The Game with Alex Hormozi
Episode: Throwback: Quick Tips on Pricing to Make More Money This Week | Ep 947
Date: August 25, 2025
Host: Alex Hormozi
Overview
In this episode, Alex Hormozi dives into actionable pricing strategies designed to help entrepreneurs and business owners increase revenue and profit — potentially this week. Alex shares stories, psychological pricing tactics, and straightforward advice, focusing on how fear of raising prices and not implementing smart pricing frameworks can quietly erode long-term profit.

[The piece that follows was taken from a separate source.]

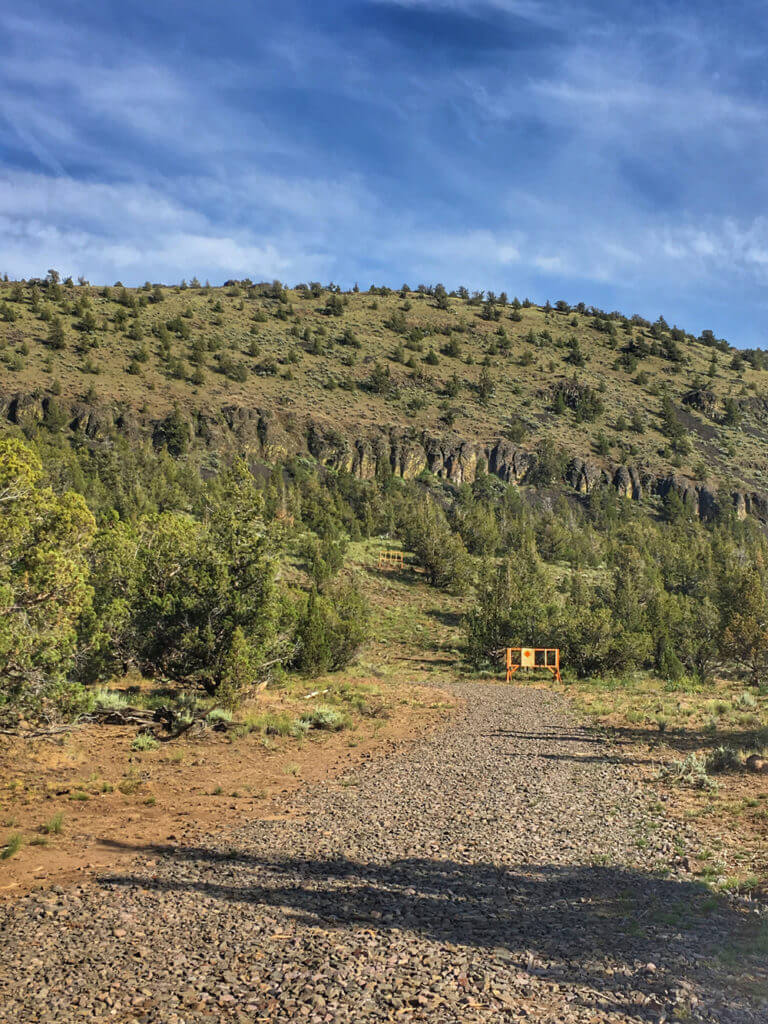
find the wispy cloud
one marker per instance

The theme throughout: Be bolder with your pricing and use strategic price anchoring to unlock hidden profits.
Key Discussion Points & Insights
1. The Power of Price Anchoring
- Tactic: List an "extremely expensive" product or service that you don't expect anyone to buy (10x or 100x your core offer).

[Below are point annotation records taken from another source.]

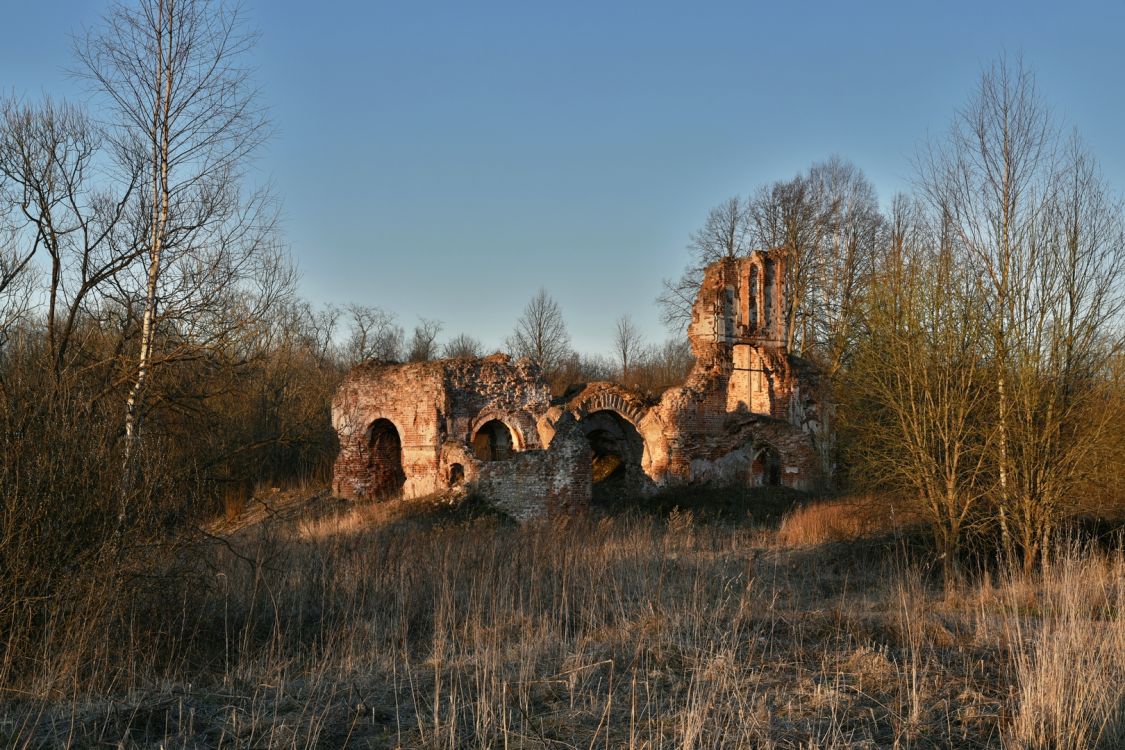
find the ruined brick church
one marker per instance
(748, 414)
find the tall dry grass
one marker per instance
(393, 625)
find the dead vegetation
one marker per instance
(406, 624)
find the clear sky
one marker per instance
(447, 160)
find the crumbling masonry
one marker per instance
(748, 414)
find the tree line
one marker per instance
(971, 334)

- Purpose: Anchors the rest of your prices, making your main offer seem more affordable and valuable by comparison.
- Unexpected Outcome: Sometimes, customers actually buy the expensive option, drastically boosting profits.
- Notable Quote:
“Have something extremely expensive to sell that you never even plan on selling... just by having it there, it’ll anchor everything else...”
— Alex Hormozi (00:16) - Illustrative Story: A friend’s online weight loss business added a 6x-price package, which began outselling their original offer, tripling profit overnight.
- Moral: Some customers (“the whales”) always want the best or most expensive package.
2. Why You Must Overcome Fear of Raising Prices
- Mindset Shift: It’s common for founders to be afraid of increasing prices, but not doing so means leaving enormous value (and profit) on the table.
- Notable Quote:
“...The only thing worse than making a thousand dollar offer to somebody with a $100 budget is making a $100 offer to someone with a thousand dollar budget. Because in the first scenario, you lose 100 bucks. In the second scenario, you lose $900 of the money you should have made but didn’t.”
— Alex Hormozi (02:18)
3. Massive Price Testing & Pricing Elasticity
- Be Bold: Don't settle for 10-20% price tests; Alex recommends testing 4x-5x increases to discover true value tolerance.
- Elastic vs. Inelastic Pricing:
- Elastic: Small changes in price affect sales a lot (e.g., food).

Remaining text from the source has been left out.